Independent sample T-test comparing BMI, haemoglobin and magnesium levels in working women and housewives.
| Variables | Occupation | Independent samples t-test |
|---|
| Working | Housewife |
|---|
| Mean | SD | Mean | SD | t-value | p-value |
|---|
| BMI (Kg/m2) | 26 | 3.4 | 28.4 | 4.22 | 0.81 | 0.21 |
| Hb Level (g/dL) | 10.82 | 1.11 | 11.31 | 1.13 | -1.673 | 0.097 |
| Magnesium level (mg/dL) | 3.12 | 0.94 | 2.98 | 1.33 | 0.599 | 0.550 |
Women with previous abortions were found to have less magnesium levels (2.71 mg/dL) compared to women without a history of abortion (3.11 mg/dL) and value was found to be statistically significant (p<0.007) [Table/Fig-4].
Independent sample T-test comparing the magnesium, BMI and haemoglobin levels among women with and without history of abortion.
| Variables | Abortion | Independent samples t-test |
|---|
| Yes | No |
|---|
| Mean | SD | Mean | SD | t-value | p-value |
|---|
| BMI (kg/m2) | 25.85 | 4.56 | 25.12 | 3.98 | 1.191 | 0.235 |
| Hb Level (g/dL) | 11.24 | 1.35 | 11.23 | 1.07 | 0.009 | 0.992 |
| Magnesium level (mg/dL) | 2.71↓ | 0.78 | 3.11← | 1.40 | -2.743 | 0.007* |
BMI: Body mass index; Hb: Haemoglobin; *p<0.05-statistically significant
Magnesium levels among vegans (2.45) were lower than non vegans (3.08) and it was found to be statistical significant (p=0.013). BMI was found to be 24.57±3.37 among vegans and 25.43±4.23 among non vegetarians. Haemoglobin levels were 10.89±1.40 among vegans and 11.26±1.11 among non vegetarians [Table/Fig-5].

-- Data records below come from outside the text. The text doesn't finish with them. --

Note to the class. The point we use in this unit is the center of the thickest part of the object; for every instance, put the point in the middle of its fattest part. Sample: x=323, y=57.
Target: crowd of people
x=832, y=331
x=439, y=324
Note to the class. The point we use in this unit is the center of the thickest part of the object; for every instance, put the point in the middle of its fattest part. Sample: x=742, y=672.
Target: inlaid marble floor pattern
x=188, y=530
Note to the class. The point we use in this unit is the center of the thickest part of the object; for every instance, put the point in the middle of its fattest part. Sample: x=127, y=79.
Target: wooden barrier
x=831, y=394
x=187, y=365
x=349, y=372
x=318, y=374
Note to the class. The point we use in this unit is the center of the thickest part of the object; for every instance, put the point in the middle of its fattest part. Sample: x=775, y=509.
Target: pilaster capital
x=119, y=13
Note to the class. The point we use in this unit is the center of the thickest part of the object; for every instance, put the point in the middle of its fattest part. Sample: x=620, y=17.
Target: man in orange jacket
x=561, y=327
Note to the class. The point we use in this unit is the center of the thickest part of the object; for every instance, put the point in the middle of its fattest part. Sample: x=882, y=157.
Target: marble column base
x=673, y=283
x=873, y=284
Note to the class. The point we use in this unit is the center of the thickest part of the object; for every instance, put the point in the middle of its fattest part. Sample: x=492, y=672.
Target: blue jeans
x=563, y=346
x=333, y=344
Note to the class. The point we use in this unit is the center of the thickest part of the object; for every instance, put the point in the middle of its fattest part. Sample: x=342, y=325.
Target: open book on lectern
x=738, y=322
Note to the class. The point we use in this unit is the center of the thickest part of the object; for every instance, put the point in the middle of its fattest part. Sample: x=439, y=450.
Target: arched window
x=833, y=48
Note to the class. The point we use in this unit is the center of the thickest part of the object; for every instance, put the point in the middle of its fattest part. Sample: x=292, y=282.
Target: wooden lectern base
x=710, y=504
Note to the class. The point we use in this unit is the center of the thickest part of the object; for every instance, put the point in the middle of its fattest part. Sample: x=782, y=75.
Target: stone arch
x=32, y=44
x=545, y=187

Independent sample t-test comparing the magnesium, BMI and haemoglobin level among vegan and non vegans.
| Variables | Diet | Independent samples t-test |
|---|
| Vegetarian | Non vegetarian |
|---|
| Mean | SD | Mean | SD | t-value | p-value |
|---|
| BMI (kg/m2) | 24.57 | 3.37 | 25.43 | 4.23 | -1.061 | 0.290 |
| Hb level (g/dL) | 10.89 | 1.40 | 11.26 | 1.11 | -0.934 | 0.352 |
| Magnesium level (mg/dL) | 2.45↓ | 0.76 | 3.08← | 1.32 | -2.517 | 0.013* |
BMI: Body mass index; Hb-Haemoglobin; *p<0.05-statistically significant
In this study, it was found that as the parity of the women increased magnesium level decreased, highest value was found among the primigravida (3.02) but there was no significant difference between the groups [Table/Fig-6].
One-way analysis showing the magnesium, BMI and haemoglobin levels among different parity.

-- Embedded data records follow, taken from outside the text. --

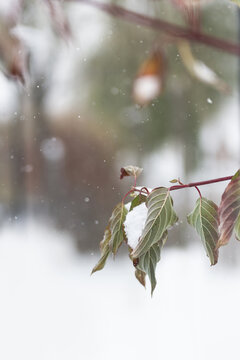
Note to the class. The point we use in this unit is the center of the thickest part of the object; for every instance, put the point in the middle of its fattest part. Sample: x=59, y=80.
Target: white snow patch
x=134, y=224
x=146, y=88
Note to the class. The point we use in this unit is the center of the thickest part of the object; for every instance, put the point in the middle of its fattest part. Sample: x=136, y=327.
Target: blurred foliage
x=183, y=106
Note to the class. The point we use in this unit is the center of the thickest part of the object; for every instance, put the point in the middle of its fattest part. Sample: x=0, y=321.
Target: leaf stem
x=200, y=183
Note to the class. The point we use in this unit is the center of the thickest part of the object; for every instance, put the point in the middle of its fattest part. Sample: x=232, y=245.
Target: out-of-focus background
x=66, y=129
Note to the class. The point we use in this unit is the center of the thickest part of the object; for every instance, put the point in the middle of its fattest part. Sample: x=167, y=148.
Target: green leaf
x=174, y=181
x=236, y=2
x=139, y=199
x=204, y=218
x=105, y=250
x=130, y=170
x=148, y=261
x=141, y=276
x=229, y=210
x=160, y=217
x=116, y=227
x=237, y=228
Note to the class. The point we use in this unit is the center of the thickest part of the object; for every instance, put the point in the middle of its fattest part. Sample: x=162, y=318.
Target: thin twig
x=164, y=26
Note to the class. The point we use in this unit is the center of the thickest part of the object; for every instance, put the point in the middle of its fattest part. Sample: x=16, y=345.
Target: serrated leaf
x=204, y=218
x=141, y=277
x=105, y=250
x=139, y=199
x=229, y=210
x=148, y=261
x=160, y=217
x=116, y=227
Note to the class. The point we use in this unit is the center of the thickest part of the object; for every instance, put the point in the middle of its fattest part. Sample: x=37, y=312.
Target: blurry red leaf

| Variables | Pregnancy | One-way |
|---|
| 1 | 2 | 3 | 4 | ANOVA |
|---|
| Mean | SD | Mean | SD | Mean | SD | Mean | SD | F-value | p-value |
|---|
| BMI (kg/m2) | 24.96 | 4.08 | 25.68 | 3.95 | 25.35 | 3.40 | 28.28 | 8.55 | 1.575 | 0.196 |
| Hb level (g/dL) | 11.25 | 1.11 | 11.27 | 1.07 | 11.11 | 1.53 | 10.94 | 1.09 | 0.174 | 0.914 |
| Magnesium level (mg/dL) | 3.02 | 1.06 | 3.01 | 1.40 | 2.92 | 1.87 | 2.58 | 1.30 | 0.254 | 0.858 |
BMI: Body mass index; Hb: Haemoglobin
Pearson correlation analysis done between magnesium and age showed a negative correlation coefficient of -0.064, which was not statistically significant [Table/Fig-7].
Pearson’s correlation between age and magnesium levels among pregnant women.
X axis: Age in years; Y axis: Magnesium levels (mg/dL)
Pearsons correlation analysis between magnesium and BMI showed a negative correlation coefficient of -0.0016 which was not statistically significant [Table/Fig-8].
Pearson’s correlation between BMI and magnesium levels among pregnant women.
X axis: BMI; Y axis: Magnesium levels (mg/dL)
There was no significant difference in the magnesium levels among pregnant women with complications and those without complications [Table/Fig-9].
Independent sample t-test comparing the magnesium level between normal pregnant women and with complication.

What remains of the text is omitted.